Facing June execution, death row inmate seeks mercy for kidnapping, killing Oklahoma woman

OKLAHOMA CITY – Twenty-five years have passed since Mary Agnes Bowles was abducted from a Tulsa mall in her car, driven to a remote area and shot four to six times.
The 77-year-old retired bank executive had just left her shift volunteering at St. Francis Hospital.

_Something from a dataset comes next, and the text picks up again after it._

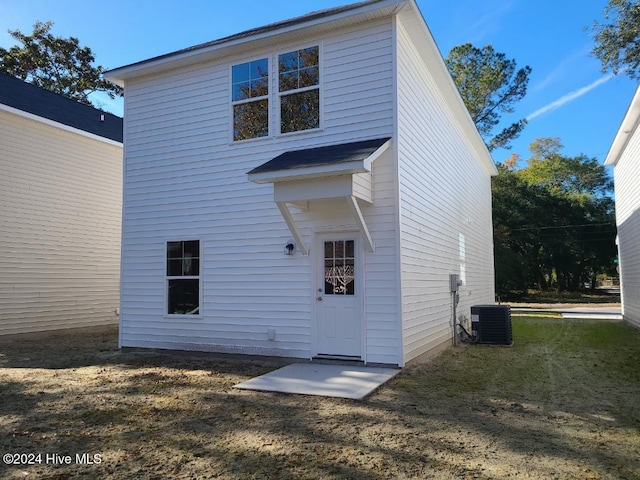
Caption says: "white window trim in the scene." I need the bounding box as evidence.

Her partially decomposed and animal-scavenged body was found about a week later in an isolated dirt pit near Owasso.
On May 7, Bowles’ convicted killer George John Hanson will ask the Oklahoma Pardon and Parole Board for clemency after twice receiving the death sentence.
He is set to die June 12 by lethal injection at Oklahoma State Penitentiary in McAlester.
“This murderer’s execution has been delayed for far too long,” said Oklahoma Attorney General Gentner Drummond. “I am committed to ensuring that the Bowles family finally sees that justice is done for their loved one.”
Hanson, also known as John Fitzgerald Hanson, was transferred at Drummond’s request last month from a Louisiana federal prison where he was serving time for an unrelated offense.
Hanson’s attorneys are expected to argue that his death sentence was unfair because Victor Miller, his co-defendant, got life without parole and allegedly fired the shots that killed Bowles.
Prior to Bowles’ murder, Miller shot Jerald Thurman, the owner of the dirt pit, who had seen them, according to the state’s clemency packet.
Thurman later died of his wounds.
The state, in its clemency packet, said Miller entered a plea after his second direct appeal to avoid the death penalty, something which should have no bearing on Hanson’s case.
“The most just result in this case would be for both men to be executed,” according to the state’s clemency packet.
In addition, Hanson was diagnosed at 52 with Autism Spectrum Disorder “following a lifetime of symptoms and struggles,” according to his clemency packet.
His attorneys are asking the board to recommend that Gov. Kevin Stitt commute his death sentence to life without the possibility of parole.
“John will never be a free man,” his attorneys wrote in his clemency packet. “He has much to offer young men who enter state and/or federal systems and can direct them down a different path.”